3rd United States Deputy Secretary of Energy
- In office December 23, 1980 – January 20, 1981
- President: Jimmy Carter
- Preceded by: John C. Sawhill
- Succeeded by: W. Kenneth Davis

Personal details
- Born: Lynn Rogers Coleman August 17, 1939 Vernon, Texas, U.S.
- Died: November 13, 2020 (aged 81) Washington, D.C., U.S.
- Political party: Democratic
- Education: Abilene Christian College (BA) University of Texas at Austin (JD)

= Lynn Coleman =

American attorney and political secretary (1939-2020)

Lynn Rogers Coleman (August 17, 1939 – November 13, 2020) was an American attorney who served as the third United States deputy secretary of energy from 1980 to 1981.

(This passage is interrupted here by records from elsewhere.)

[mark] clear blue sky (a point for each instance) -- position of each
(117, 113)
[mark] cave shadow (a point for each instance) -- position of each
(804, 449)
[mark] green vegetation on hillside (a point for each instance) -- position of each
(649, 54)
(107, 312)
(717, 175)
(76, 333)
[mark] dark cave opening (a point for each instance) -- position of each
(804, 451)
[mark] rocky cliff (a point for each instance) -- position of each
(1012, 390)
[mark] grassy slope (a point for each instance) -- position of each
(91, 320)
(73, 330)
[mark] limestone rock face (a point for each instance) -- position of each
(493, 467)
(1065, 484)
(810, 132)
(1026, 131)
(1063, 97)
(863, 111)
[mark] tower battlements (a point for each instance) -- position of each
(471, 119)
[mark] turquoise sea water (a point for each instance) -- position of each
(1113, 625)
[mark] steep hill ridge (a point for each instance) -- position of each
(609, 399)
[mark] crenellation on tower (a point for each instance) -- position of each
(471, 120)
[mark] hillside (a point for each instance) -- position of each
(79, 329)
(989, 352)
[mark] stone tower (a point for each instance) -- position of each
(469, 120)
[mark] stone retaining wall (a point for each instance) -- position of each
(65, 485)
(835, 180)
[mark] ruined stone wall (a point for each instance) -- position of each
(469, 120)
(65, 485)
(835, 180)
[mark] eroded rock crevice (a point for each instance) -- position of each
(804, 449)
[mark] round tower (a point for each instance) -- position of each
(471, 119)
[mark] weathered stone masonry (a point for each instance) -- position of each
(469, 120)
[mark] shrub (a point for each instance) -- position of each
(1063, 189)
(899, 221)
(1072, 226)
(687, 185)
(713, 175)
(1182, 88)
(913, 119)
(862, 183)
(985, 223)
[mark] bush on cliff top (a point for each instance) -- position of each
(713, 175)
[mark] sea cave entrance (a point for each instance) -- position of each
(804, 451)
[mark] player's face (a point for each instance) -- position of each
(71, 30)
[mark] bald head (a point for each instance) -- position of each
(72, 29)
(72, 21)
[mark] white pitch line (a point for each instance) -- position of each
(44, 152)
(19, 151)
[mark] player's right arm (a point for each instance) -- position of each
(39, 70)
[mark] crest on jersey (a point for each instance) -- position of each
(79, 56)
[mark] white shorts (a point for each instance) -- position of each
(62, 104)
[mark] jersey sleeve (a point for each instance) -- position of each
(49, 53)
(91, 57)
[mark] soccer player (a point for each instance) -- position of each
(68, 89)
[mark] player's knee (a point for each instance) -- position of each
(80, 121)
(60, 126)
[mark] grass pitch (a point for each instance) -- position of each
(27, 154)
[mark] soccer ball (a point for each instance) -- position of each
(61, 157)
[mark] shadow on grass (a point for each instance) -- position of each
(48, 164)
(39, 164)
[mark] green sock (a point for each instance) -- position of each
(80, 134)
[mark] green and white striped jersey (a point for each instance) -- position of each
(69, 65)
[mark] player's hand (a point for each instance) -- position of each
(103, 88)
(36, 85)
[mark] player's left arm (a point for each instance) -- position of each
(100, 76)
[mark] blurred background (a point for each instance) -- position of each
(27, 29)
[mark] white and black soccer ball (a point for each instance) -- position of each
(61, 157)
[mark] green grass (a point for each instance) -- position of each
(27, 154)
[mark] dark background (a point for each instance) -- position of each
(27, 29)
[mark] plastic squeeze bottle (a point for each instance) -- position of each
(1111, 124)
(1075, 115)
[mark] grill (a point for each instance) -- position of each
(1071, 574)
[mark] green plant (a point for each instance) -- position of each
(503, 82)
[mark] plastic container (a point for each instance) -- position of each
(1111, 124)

== Early life and education ==
Coleman was born in Vernon, Texas. He earned a Bachelor of Arts degree from Abilene Christian College in 1961 and a Juris Doctor from the University of Texas School of Law in 1964.

== Career ==
Coleman began his career as a lawyer for Vinson & Elkins in Houston. In 1973, he established the firm's Washington, D.C. office. During the 1972 United States Senate election in Texas, he was the campaign manager for Barefoot Sanders. A specialist in energy law, Coleman practiced before the Federal Power Commission and Federal Energy Administration. In 1978, President Jimmy Carter nominated Coleman to serve as general counsel of the newly-created United States Department of Energy. He served as United States deputy secretary of energy in 1980 and 1981. Coleman spent the rest of his career as a partner at Skadden, Arps, Slate, Meagher & Flom.